How to Dress a Salad

26 July 2012

Easier said than done. The simplest salad--leaves, oil, vinegar, salt--can be an amazing dish when you know a few key things. One: The basic ratio for salad dressing is three parts oil to one part vinegar. Second: Do you know how many times you have to wash lettuce? As many times as it takes to get it clean. Wash, taste, wash taste until there is no grit whatsoever and spin until very dry so you're not watering down you're dressing. (By the way if you wash a thoroughly dry greens when you get them home they'll last a lot longer in the fridge than if they're stored wet.) Third: Season first. A pinch of salt and a couple twists from the pepper mill when the salad is mostly dry will give you uniform seasoning throughout. Fourth: You'll often hear chefs say "dress the bowl." This is another way of saying don't use too much dressing, just enough dressing to lightly coat the bowl is plenty. Number four has to do with the bowl itself. It should be big enough to be only about half full so you can gently toss the greens getting them evenly, lightly coated with dressing. If it's too full you'll end up with unevenly dressed salad and lettuce all over the place. You can move it to individual plates or a smaller bowl to serve unless you don't want to wash two bowls and you're not worried about what the neighbors will say about you serving something in a bowl that's mostly empty. Lastly, serve it soon. Greens wilt fast once they're dressed especially on a hot summer day. There a lots of things you can prepare ahead of time in the kitchen. Save dressing the salad for last, it only takes a second anyway.
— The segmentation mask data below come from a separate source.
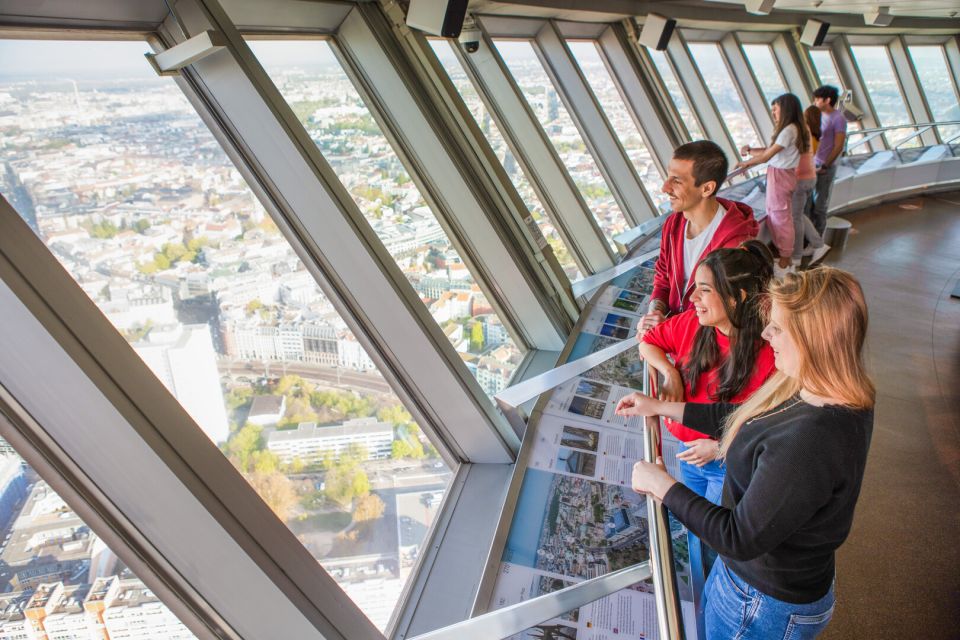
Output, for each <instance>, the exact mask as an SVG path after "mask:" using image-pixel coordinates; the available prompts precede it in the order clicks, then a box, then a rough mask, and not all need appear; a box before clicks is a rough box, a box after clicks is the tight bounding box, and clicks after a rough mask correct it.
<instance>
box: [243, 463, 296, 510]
mask: <svg viewBox="0 0 960 640" xmlns="http://www.w3.org/2000/svg"><path fill="white" fill-rule="evenodd" d="M246 478H247V482H249V483H250V486H251V487H253V489H254V491H256V492H257V495H259V496H260V497H261V498H262V499H263V501H264V502H266V503H267V506H269V507H270V509H271V510H272V511H273V512H274V513H275V514H277V517H278V518H280V519H281V520H283V521H284V522H286V520H287V518H288V517H289V516H290V511H291V509H293V506H294V505H295V504H296V503H297V492H296V490H295V489H294V487H293V483H292V482H290V480H289V479H288V478H287V477H286V476H285V475H283V474H282V473H279V472H272V473H251V474H249V475H247V476H246Z"/></svg>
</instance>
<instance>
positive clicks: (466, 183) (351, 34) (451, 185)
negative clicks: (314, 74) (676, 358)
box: [337, 4, 570, 350]
mask: <svg viewBox="0 0 960 640" xmlns="http://www.w3.org/2000/svg"><path fill="white" fill-rule="evenodd" d="M337 44H338V48H339V50H340V51H341V53H342V54H343V56H344V58H345V59H346V60H347V61H348V66H349V68H348V72H349V73H350V74H351V75H352V76H354V78H355V79H356V80H358V82H357V86H358V89H360V90H361V92H362V93H363V94H364V95H365V96H366V97H367V98H368V99H369V100H370V102H371V104H372V105H373V107H374V108H373V109H372V111H374V112H375V114H376V115H378V116H379V117H380V119H381V121H382V122H383V123H384V125H386V126H385V131H384V132H385V133H386V134H387V136H388V137H389V138H391V140H392V141H393V142H394V143H395V144H394V149H395V150H396V151H397V153H398V155H400V156H401V158H403V159H405V161H406V163H407V164H408V168H409V170H410V173H411V176H412V177H413V178H414V179H415V180H418V184H420V185H421V186H422V187H423V189H422V193H423V195H424V197H425V198H427V199H428V200H429V201H430V202H431V203H432V204H433V205H434V207H433V208H434V212H435V214H436V215H437V217H438V218H439V219H441V221H443V222H446V224H447V229H448V234H449V235H450V240H451V241H452V242H454V244H455V246H457V248H458V250H459V251H460V252H461V257H462V258H463V259H464V260H465V261H466V262H467V265H468V266H469V267H470V268H471V272H472V273H473V274H474V277H475V278H476V280H477V281H478V284H480V285H481V287H482V288H485V290H486V291H487V294H488V297H489V299H490V302H491V304H492V305H493V306H494V309H495V310H497V311H498V313H499V314H500V316H501V320H502V321H503V322H504V323H505V324H506V325H507V326H508V327H510V328H512V329H513V330H514V335H515V338H517V340H518V342H519V343H520V344H521V345H523V346H525V347H527V348H539V349H548V350H557V349H560V348H561V347H562V346H563V344H564V342H565V340H566V335H567V332H568V331H569V328H570V327H569V325H570V319H569V318H568V317H562V316H561V313H564V312H563V310H562V309H560V308H558V307H556V306H554V307H553V308H550V307H551V303H550V302H549V301H548V299H547V296H546V295H545V292H544V289H545V288H546V287H545V286H544V285H543V284H542V283H541V282H540V281H539V280H538V276H539V275H542V273H541V274H537V273H535V271H534V270H535V269H540V268H541V266H540V265H539V263H536V261H535V260H530V261H529V262H527V261H526V260H527V255H525V254H524V253H523V252H521V251H518V249H519V247H518V246H517V245H518V244H519V242H518V240H517V238H516V237H515V236H514V237H510V233H509V231H506V230H504V229H502V228H498V227H497V226H496V222H497V221H496V215H497V214H498V212H497V210H496V209H497V207H499V206H502V205H499V204H497V203H491V202H488V201H486V200H485V199H484V198H483V196H484V187H483V186H482V185H478V184H477V183H476V182H477V177H476V175H475V174H476V167H470V166H467V161H466V160H465V155H467V154H472V153H473V150H472V149H470V150H467V151H464V150H463V149H458V148H456V141H454V140H451V139H450V138H451V135H452V133H451V130H450V128H451V125H452V123H450V122H442V121H441V120H442V117H441V114H439V113H438V112H437V105H436V104H433V103H431V102H430V99H431V95H429V94H430V87H429V86H427V85H425V84H424V83H422V82H420V79H419V78H417V77H416V74H415V72H414V71H413V70H412V69H411V68H410V65H409V64H406V62H407V61H406V60H404V58H405V56H406V55H407V54H406V52H405V51H404V49H403V48H402V47H401V46H400V44H399V43H398V42H397V39H396V34H395V33H394V31H393V30H392V29H391V28H390V26H389V24H388V23H387V20H386V17H385V16H384V15H383V14H382V13H381V11H380V9H379V6H378V5H374V4H361V5H358V6H357V7H356V8H355V10H354V11H353V12H351V14H350V15H349V16H348V17H347V18H346V20H344V22H343V24H342V25H341V26H340V30H339V32H338V35H337ZM463 144H464V145H466V142H464V143H463ZM488 210H489V211H491V212H493V213H492V214H488ZM530 253H531V252H529V251H528V254H530Z"/></svg>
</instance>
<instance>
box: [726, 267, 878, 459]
mask: <svg viewBox="0 0 960 640" xmlns="http://www.w3.org/2000/svg"><path fill="white" fill-rule="evenodd" d="M769 296H770V304H771V306H773V305H776V306H777V308H778V309H779V310H781V311H782V312H783V316H784V325H785V326H784V327H782V329H783V330H784V331H786V332H787V333H788V334H789V335H790V337H791V338H792V339H793V341H794V343H795V344H796V345H797V351H798V352H799V353H798V356H799V358H798V359H799V362H800V368H799V370H798V372H797V377H796V378H791V377H790V376H788V375H786V374H784V373H783V372H781V371H778V372H777V373H775V374H774V375H773V376H772V377H771V378H770V379H769V380H767V382H766V383H765V384H764V385H763V386H762V387H760V388H759V389H757V391H756V393H754V394H753V395H752V396H750V398H749V399H748V400H747V401H746V402H744V403H743V404H742V405H740V407H739V408H738V409H737V410H736V411H734V412H733V413H732V414H731V415H730V416H729V417H728V418H727V421H726V423H725V425H724V429H723V437H722V438H721V440H720V451H721V455H723V456H726V454H727V451H728V450H729V448H730V443H731V442H733V439H734V438H736V437H737V433H738V432H739V431H740V427H742V426H743V425H744V423H745V422H747V421H748V420H750V419H751V418H755V417H756V416H758V415H760V414H762V413H764V412H767V411H770V410H771V409H773V408H774V407H776V406H778V405H780V404H782V403H783V402H785V401H786V400H788V399H789V398H790V397H791V396H793V395H795V394H796V393H798V392H799V391H800V389H806V390H807V391H809V392H811V393H813V394H815V395H818V396H821V397H826V398H835V399H837V400H840V402H841V404H842V405H843V406H846V407H851V408H855V409H868V408H870V407H872V406H873V403H874V396H875V391H874V388H873V383H872V382H871V381H870V378H869V377H868V376H867V372H866V367H865V366H864V363H863V343H864V341H865V339H866V337H867V303H866V301H865V300H864V297H863V289H861V288H860V283H858V282H857V280H856V278H854V277H853V276H852V275H850V274H849V273H847V272H846V271H841V270H840V269H834V268H832V267H820V268H818V269H813V270H811V271H805V272H803V273H800V274H788V275H787V276H786V278H784V279H782V280H774V281H772V282H771V283H770V288H769Z"/></svg>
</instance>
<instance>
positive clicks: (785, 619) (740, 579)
mask: <svg viewBox="0 0 960 640" xmlns="http://www.w3.org/2000/svg"><path fill="white" fill-rule="evenodd" d="M704 594H705V597H706V600H707V605H706V612H705V614H704V624H705V626H706V634H707V639H706V640H781V639H782V640H807V639H809V638H816V637H817V635H818V634H819V633H820V632H821V631H823V630H824V628H826V626H827V623H828V622H830V618H831V616H833V603H834V595H833V585H830V591H828V592H827V595H825V596H823V597H822V598H820V599H819V600H817V601H816V602H811V603H809V604H793V603H791V602H784V601H783V600H777V599H776V598H772V597H770V596H768V595H766V594H764V593H761V592H760V591H757V590H756V589H754V588H753V587H751V586H750V585H749V584H747V583H746V582H744V580H743V579H742V578H741V577H740V576H738V575H737V574H735V573H734V572H733V571H731V570H730V569H729V568H728V567H727V565H725V564H724V563H723V559H720V560H719V561H717V562H716V563H715V564H714V565H713V570H712V571H711V572H710V577H709V578H707V586H706V589H705V590H704Z"/></svg>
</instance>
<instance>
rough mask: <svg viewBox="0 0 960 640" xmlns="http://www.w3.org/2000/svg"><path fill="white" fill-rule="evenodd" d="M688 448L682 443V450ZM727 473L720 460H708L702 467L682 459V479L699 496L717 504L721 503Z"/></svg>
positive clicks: (723, 466)
mask: <svg viewBox="0 0 960 640" xmlns="http://www.w3.org/2000/svg"><path fill="white" fill-rule="evenodd" d="M688 448H689V447H687V445H685V444H684V443H682V442H681V443H680V451H681V452H682V451H686V450H687V449H688ZM726 475H727V469H726V467H725V466H723V464H722V463H721V462H720V461H719V460H714V461H713V462H708V463H707V464H705V465H703V466H702V467H698V466H697V465H695V464H690V463H689V462H684V461H683V460H681V461H680V481H681V482H682V483H683V484H685V485H687V486H688V487H690V490H691V491H693V492H694V493H696V494H697V495H698V496H703V497H704V498H706V499H707V500H709V501H710V502H712V503H713V504H715V505H719V504H720V496H721V494H722V493H723V479H724V477H725V476H726Z"/></svg>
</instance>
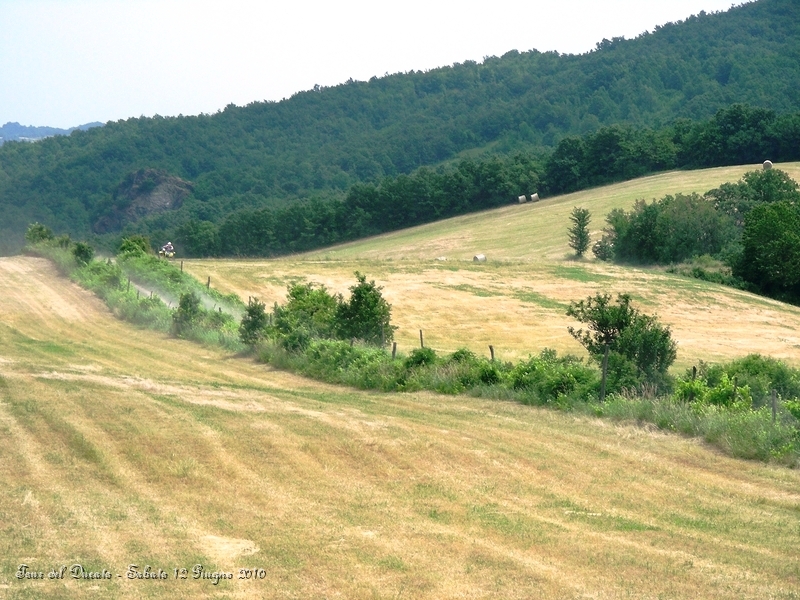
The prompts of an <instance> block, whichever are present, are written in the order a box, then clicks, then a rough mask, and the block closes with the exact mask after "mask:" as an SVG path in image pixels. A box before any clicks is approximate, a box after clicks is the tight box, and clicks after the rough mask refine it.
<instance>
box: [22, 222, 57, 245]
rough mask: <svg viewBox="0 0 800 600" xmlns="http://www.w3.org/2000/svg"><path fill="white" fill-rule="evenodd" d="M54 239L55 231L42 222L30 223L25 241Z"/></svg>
mask: <svg viewBox="0 0 800 600" xmlns="http://www.w3.org/2000/svg"><path fill="white" fill-rule="evenodd" d="M52 239H53V232H52V231H51V230H50V228H48V227H45V226H44V225H42V224H41V223H31V224H30V225H28V230H27V231H26V232H25V241H26V242H28V243H29V244H39V243H41V242H49V241H50V240H52Z"/></svg>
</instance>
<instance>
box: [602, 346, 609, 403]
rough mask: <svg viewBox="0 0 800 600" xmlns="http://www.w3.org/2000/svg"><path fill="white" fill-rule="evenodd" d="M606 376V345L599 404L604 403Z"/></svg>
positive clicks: (603, 359)
mask: <svg viewBox="0 0 800 600" xmlns="http://www.w3.org/2000/svg"><path fill="white" fill-rule="evenodd" d="M607 375H608V344H606V350H605V352H603V374H602V378H601V379H600V402H605V401H606V376H607Z"/></svg>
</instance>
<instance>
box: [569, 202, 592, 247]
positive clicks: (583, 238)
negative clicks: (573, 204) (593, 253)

Play with the type of oil. Olive oil is not the only choice, you can splurge on delicious nut oils (just remember they don't keep for too long even in the fridge) or you can save a few bucks using more neutral oils like sunflower or safflower. In any case make sure you taste your oil to make sure it hasn't gone rancid. The distinctive bitterness of bad oil will ruin anything and I've bought plenty of oil from grocery stores that's already rancid before it ever made it to the kitchen.

Vinegar is almost as limitless as wine. Try different kinds. Fortunately vinegar lasts forever so you can have a variety on hand. Don't bother with balsamic unless you're willing to drop about fifty bucks. Anything else is a cheap imitation of the real thing which takes decades to produce and warrants the price tag. There are plenty of great kinds of vinegar for those of us with more reasonable bud- gets: White wine, red wine, sherry, and champagne vinegars are all great options. A spoonful of minced shallot, a pinch of chopped herbs and a dab of dijon mustard and you have a classic vinaigrette. Just like all the great things we do in the kitchen vinaigrette is one of those areas where there are limitless possibilities with just a few ingredients. Once you've got the basics covered you can, of course, make all kinds of additions. Capers, anchovies, hard boiled eggs, nuts, cheese, meat, fruit, bread. But the beauty of a well-dressed salad is that you can be lazy and leave out all the fancy stuff and still have something tasty and so nutritious you can never eat enough of it.